I'm thinking of the facilities of NIH as an environment for research.This is something that has occurred here by our development within NIH that has not occurred, unfortunately, in a great number of our dental schools as a part of a university complex. Part of this has been deliberate in terms of staffing, because we have deliberately tried to staff and do programs here at the Dental Institute that were not being done through grants and were not quite so likely to be done, or not as easily done, in a dental school setup in a university. We deliberately staffed, going out and getting non-dental scientists. By that I mean straight Ph.D.'s in biochemistry and so forth. This I may have gotten into because back in fluoridation, and that philosophy carried through here, when Dean and I were the two dentists, but then when we got into fluoride, we went out to straight Ph.D. 's and got McClure and Zipkin and some of those. So that today, I think it's even less than half of our scientific professional staff are trained in dentistry at all.

 

Again, this is something we could do. This was our favorable position because dental schools could not afford this individual. If you look at it this way, to explain myself for the record and for you, a dental school could not hire. Well, we'll take an example. A Ph.D. or two Ph.D.'s or three in bacteriology, even though microbiology or bacteriology was one of the subjects that was taught in dental school, and so forth. They had to make this a part-time arrangement with the medical school, because they needed people, and they would have to hire people that, in addition to whatever they taught in bacteriology or microbiology, could also be available as a clinical instructor or teacher. In other words, they got dual use out of him. Well, you couldn't get dual use out of a person with a straight Ph.D. degree. This is another one of those favorable recruitment things that we had here that a dental school didn't have. This picture is changing. Thank God that it is. This is part of the pattern that was set up here that is also changing that pattern in the nation as a whole.

 

Q: Are there any specific problems or general problems that bear on you as the Institute director?

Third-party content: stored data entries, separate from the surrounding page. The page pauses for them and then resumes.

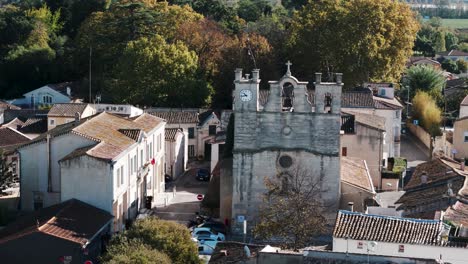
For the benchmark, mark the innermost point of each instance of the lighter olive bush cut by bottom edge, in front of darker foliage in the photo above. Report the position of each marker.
(124, 251)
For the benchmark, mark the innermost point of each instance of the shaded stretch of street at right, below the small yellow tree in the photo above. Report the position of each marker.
(413, 150)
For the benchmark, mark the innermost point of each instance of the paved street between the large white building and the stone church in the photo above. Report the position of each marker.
(183, 206)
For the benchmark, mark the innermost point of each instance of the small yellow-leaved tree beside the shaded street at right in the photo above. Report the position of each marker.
(425, 109)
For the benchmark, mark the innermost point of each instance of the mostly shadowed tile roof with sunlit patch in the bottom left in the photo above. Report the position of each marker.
(71, 220)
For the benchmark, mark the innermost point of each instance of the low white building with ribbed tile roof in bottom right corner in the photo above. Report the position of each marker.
(394, 236)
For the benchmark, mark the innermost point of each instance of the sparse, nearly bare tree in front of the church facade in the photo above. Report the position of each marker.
(291, 210)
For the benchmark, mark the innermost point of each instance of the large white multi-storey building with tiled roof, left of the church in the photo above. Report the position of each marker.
(110, 162)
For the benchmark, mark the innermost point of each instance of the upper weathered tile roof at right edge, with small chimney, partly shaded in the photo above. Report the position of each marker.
(439, 169)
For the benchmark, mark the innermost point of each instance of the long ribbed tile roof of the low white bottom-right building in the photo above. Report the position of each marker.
(359, 226)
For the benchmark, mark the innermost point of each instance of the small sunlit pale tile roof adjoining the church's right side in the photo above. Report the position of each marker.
(354, 172)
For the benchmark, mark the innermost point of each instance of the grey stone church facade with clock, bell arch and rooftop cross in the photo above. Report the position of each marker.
(279, 130)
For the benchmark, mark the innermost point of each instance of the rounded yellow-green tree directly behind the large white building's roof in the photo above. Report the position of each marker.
(158, 73)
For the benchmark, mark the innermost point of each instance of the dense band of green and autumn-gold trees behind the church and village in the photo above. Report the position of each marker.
(182, 53)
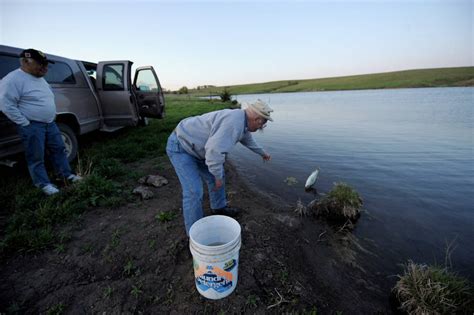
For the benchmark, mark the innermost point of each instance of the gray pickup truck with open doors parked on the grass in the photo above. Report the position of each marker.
(89, 96)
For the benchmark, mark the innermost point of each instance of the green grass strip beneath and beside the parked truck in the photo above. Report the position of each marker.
(33, 220)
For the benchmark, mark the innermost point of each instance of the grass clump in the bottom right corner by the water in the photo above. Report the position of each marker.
(424, 289)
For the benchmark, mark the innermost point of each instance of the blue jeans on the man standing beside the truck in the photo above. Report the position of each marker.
(38, 137)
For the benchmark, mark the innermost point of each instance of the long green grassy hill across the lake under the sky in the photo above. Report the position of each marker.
(441, 77)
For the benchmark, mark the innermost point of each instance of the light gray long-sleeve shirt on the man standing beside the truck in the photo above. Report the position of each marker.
(24, 97)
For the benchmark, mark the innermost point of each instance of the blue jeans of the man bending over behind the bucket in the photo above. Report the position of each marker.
(191, 171)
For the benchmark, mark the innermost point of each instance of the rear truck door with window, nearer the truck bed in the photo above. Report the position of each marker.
(114, 90)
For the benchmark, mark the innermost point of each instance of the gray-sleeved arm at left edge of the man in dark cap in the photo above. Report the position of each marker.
(9, 98)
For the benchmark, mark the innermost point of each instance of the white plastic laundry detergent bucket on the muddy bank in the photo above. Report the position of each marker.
(214, 242)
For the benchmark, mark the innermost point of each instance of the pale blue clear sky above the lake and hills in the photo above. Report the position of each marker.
(193, 43)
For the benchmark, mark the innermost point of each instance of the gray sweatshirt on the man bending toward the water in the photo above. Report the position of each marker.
(211, 136)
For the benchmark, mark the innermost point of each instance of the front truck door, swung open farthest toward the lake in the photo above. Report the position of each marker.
(149, 95)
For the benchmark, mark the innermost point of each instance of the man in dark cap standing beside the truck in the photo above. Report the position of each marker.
(27, 100)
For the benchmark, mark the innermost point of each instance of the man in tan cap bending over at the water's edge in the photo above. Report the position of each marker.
(198, 148)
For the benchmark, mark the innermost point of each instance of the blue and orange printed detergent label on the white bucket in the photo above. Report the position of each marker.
(214, 278)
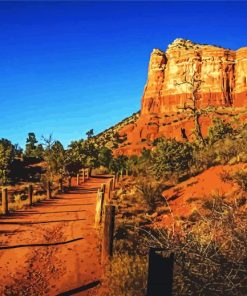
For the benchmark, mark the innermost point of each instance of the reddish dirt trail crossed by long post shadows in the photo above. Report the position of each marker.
(52, 248)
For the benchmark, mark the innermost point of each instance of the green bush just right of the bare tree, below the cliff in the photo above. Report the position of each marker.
(219, 130)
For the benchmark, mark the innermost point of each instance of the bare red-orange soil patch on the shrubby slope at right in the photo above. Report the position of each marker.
(188, 196)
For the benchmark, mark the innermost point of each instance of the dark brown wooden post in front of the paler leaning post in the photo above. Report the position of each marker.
(108, 232)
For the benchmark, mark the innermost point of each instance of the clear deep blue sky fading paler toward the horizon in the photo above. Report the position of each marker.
(68, 67)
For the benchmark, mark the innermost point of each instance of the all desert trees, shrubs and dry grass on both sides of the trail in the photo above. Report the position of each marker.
(209, 240)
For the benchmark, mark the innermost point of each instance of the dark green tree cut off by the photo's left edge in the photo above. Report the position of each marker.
(7, 153)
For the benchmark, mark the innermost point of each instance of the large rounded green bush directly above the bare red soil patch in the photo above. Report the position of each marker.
(171, 156)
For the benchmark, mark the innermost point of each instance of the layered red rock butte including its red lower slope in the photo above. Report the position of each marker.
(223, 73)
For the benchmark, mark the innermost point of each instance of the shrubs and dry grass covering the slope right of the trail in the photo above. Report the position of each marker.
(209, 241)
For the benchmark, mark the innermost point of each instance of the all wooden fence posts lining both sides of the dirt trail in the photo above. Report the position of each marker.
(160, 266)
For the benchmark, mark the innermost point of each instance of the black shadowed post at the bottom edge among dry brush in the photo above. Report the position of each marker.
(160, 273)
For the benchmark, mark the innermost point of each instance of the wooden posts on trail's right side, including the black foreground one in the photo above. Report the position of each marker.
(160, 265)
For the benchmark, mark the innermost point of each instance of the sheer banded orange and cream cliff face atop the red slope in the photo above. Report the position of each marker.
(222, 71)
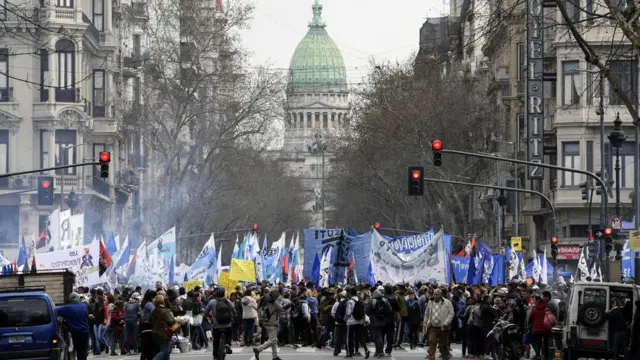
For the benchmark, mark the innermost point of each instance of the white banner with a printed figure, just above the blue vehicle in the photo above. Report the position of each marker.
(83, 261)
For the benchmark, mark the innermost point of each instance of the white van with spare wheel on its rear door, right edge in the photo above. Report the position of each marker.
(585, 331)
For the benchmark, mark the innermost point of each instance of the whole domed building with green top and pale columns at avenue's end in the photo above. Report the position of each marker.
(317, 107)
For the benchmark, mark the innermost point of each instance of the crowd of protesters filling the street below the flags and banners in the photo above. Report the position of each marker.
(336, 318)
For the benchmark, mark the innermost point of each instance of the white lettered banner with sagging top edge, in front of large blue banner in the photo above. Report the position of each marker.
(425, 264)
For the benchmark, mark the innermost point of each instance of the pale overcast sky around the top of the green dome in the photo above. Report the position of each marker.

I suppose you don't have any time for research yourself anymore, do you?

 

DR. ARNOLD: No. The answer is no. I carried on with the Grand Rapids study and was active in the Grand Rapids study, in terms of direct activity and time-consuming activity for research, up until the end of that study. 1956, I think, was the last. But since then, other than how you might say the reporting of research and the discussion of research and so forth, no direct research activities, no laboratory activities that I've become directly involved in. I dropped that. You can't do both things. Many people have found that out.

 

I think maybe to finish off another thing for the record that I don't think was in here, just to toss it in, going back to the fluoride, we'll keep the record up at least as far as we can go on the thing. I think it might be interesting to have on this record that at the present time, we are engaged in trying to get a joint study in


operation, studying the three major areas that started fluoridation just 20 years ago. This has been mentioned for the record. Newburgh, Branford, and Grand Rapids. We are on the books for later this month, we are having a get-together meeting with the people who were responsible, and still are responsible for those studies, to see what now would be important to go back and find out in these communities where it was definitely known when they put fluoride in and where you have records on people that were living there at the time, find out where they have been living, where you can get hospital records, the whole gamut of things.

 

This study is under contemplation, I'm sure, within the year. We'll get under way and this may truly wrap up the whole question, to answer some of the anti-fluoridationists, if you want to look at it that way. I can assure you that that part of the record won't be published, because we're not doing it just because some people that are unknowledgeable are squawking. There are various other things to learn when you make studies of that sort and have 20 years' experience with good records to begin with.